Edge Devices: A Prime Target for Chinese Cyber Espionage
The focus on edge devices—those that connect an organization’s internal network to the internet—underscores the strategic value these devices hold for attackers. By compromising firewalls and routers, threat actors can establish a foothold within networks and obfuscate their operations, making it harder for defenders to trace the origin of attacks.
Recent assessments by the Canadian Centre for Cyber Security have revealed that at least 20 Canadian government networks have been compromised by Chinese threat actors over the past four years. These breaches were aimed at advancing China’s strategic, economic, and diplomatic interests, often targeting sectors with critical intellectual property or sensitive information.

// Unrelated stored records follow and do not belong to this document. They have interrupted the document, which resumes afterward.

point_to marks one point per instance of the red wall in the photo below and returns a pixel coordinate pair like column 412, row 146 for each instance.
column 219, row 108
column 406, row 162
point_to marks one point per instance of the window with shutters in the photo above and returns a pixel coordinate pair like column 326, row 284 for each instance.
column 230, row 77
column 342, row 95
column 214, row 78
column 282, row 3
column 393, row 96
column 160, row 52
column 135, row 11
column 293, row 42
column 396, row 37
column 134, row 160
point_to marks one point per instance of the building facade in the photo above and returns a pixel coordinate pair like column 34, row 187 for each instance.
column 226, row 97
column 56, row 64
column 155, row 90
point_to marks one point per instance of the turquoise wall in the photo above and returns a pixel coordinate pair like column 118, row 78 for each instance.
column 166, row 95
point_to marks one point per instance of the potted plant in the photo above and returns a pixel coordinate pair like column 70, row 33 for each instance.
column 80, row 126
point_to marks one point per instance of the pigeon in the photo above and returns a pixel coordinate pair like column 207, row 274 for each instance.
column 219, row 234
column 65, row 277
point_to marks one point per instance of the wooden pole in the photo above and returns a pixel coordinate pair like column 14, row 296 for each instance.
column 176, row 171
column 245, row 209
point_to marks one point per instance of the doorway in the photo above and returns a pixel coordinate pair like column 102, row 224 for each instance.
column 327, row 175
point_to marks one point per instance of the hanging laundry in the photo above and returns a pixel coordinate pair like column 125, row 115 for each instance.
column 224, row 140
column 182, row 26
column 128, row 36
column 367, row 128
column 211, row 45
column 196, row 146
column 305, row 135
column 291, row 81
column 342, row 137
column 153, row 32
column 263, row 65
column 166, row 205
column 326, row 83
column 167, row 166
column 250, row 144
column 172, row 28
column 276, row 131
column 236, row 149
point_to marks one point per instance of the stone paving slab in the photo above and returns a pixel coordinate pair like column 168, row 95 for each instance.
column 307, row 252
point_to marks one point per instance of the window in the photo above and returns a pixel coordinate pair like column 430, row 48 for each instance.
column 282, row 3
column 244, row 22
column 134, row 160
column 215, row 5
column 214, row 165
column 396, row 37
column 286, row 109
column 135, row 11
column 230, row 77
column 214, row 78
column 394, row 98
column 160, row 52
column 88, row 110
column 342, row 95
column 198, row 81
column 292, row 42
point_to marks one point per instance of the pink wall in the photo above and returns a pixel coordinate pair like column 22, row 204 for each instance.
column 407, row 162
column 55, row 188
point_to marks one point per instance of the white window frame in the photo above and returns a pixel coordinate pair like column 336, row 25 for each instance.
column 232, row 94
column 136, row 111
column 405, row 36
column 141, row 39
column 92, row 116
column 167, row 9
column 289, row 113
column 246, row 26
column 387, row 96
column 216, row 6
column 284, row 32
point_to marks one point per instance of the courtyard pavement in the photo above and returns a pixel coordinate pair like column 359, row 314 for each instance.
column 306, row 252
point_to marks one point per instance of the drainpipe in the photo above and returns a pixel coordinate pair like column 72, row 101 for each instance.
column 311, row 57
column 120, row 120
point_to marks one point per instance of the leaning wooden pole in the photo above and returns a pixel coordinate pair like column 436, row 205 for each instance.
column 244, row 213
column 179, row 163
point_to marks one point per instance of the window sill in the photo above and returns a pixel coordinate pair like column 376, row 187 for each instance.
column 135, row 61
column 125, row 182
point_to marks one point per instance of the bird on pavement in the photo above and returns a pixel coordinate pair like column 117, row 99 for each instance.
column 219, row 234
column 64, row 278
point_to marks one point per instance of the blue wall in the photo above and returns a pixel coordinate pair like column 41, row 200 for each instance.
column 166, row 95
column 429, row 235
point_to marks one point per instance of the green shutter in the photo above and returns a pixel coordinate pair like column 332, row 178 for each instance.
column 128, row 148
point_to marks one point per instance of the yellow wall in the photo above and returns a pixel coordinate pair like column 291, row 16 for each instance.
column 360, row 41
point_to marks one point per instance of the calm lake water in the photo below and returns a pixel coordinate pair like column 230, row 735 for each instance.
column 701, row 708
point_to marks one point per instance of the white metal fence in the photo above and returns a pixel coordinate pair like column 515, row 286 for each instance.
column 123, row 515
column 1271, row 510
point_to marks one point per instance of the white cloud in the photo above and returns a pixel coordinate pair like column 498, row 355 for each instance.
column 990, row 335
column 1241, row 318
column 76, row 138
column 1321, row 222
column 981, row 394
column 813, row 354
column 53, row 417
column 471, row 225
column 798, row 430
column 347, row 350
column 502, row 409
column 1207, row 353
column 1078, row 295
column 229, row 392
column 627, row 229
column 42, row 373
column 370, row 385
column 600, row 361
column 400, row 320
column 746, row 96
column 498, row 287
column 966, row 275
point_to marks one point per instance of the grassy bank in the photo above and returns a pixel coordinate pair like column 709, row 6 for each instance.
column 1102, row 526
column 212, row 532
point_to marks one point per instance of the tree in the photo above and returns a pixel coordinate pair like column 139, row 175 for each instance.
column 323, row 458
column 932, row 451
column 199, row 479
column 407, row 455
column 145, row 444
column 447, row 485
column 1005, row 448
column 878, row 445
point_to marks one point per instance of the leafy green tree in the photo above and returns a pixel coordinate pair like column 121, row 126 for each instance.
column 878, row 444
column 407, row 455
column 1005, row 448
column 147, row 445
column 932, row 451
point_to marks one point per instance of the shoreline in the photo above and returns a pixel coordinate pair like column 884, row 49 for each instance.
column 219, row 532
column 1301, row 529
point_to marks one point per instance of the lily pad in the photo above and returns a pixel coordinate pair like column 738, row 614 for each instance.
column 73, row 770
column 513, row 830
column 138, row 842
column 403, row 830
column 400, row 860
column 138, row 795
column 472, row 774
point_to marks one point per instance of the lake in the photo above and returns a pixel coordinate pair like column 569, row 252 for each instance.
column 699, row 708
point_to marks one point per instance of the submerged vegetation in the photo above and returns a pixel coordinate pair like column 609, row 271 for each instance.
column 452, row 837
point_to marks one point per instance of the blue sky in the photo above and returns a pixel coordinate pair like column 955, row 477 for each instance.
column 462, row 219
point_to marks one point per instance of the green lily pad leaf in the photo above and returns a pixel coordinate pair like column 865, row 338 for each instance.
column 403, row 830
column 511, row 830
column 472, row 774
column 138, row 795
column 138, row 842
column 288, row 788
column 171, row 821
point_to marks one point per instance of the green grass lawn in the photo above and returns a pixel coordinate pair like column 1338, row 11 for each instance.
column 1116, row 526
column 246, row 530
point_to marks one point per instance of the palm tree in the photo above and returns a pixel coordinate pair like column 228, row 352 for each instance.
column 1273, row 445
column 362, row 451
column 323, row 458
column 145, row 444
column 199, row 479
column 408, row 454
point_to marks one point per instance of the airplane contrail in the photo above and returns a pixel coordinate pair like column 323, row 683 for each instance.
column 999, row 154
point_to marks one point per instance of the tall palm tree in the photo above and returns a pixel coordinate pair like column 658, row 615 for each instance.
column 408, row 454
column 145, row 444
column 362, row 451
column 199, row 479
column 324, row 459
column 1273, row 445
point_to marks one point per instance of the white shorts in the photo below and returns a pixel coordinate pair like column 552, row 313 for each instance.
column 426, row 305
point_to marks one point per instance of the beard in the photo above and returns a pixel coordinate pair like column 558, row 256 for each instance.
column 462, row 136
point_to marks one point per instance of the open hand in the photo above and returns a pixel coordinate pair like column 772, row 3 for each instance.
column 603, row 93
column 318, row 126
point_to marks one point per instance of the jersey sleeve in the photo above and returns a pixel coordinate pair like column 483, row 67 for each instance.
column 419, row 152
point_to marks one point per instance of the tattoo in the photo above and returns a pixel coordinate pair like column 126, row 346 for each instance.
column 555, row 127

FBI Seeks Public Assistance in Identifying Threat Actors
In light of these revelations, the FBI is calling on the public to assist in identifying the individuals behind these sophisticated cyber intrusions. The agency has set up channels for secure communication via WhatsApp, Signal, and Telegram for those who can provide actionable intelligence. The FBI’s appeal underscores the seriousness of these attacks, which have compromised the security of both private companies and government agencies.
Implications for Businesses and Recommendations for Protection
As edge network devices continue to be a primary target for cyberattacks, it is crucial for organizations to take proactive measures in safeguarding their systems. Companies should ensure that their firewalls and other network devices are regularly updated with the latest security patches. Additionally, adopting robust multi-factor authentication (MFA) and conducting regular vulnerability assessments can significantly reduce the risk of compromise.
At DLDigital.Online, we specialize in helping businesses secure their digital infrastructure through comprehensive cybersecurity services. With the recent surge in edge device attacks, it has never been more critical to protect your organization’s data and systems. Contact us today to learn how we can assist in setting up advanced cybersecurity measures, including mandatory 2FA for all users, to safeguard your business against evolving threats.
Moving Forward
The increasing sophistication of state-sponsored cyberattacks calls for a unified response from governments, cybersecurity firms, and the general public. By staying informed and implementing robust cybersecurity practices, organizations can better protect themselves from becoming the next victim of these relentless campaigns.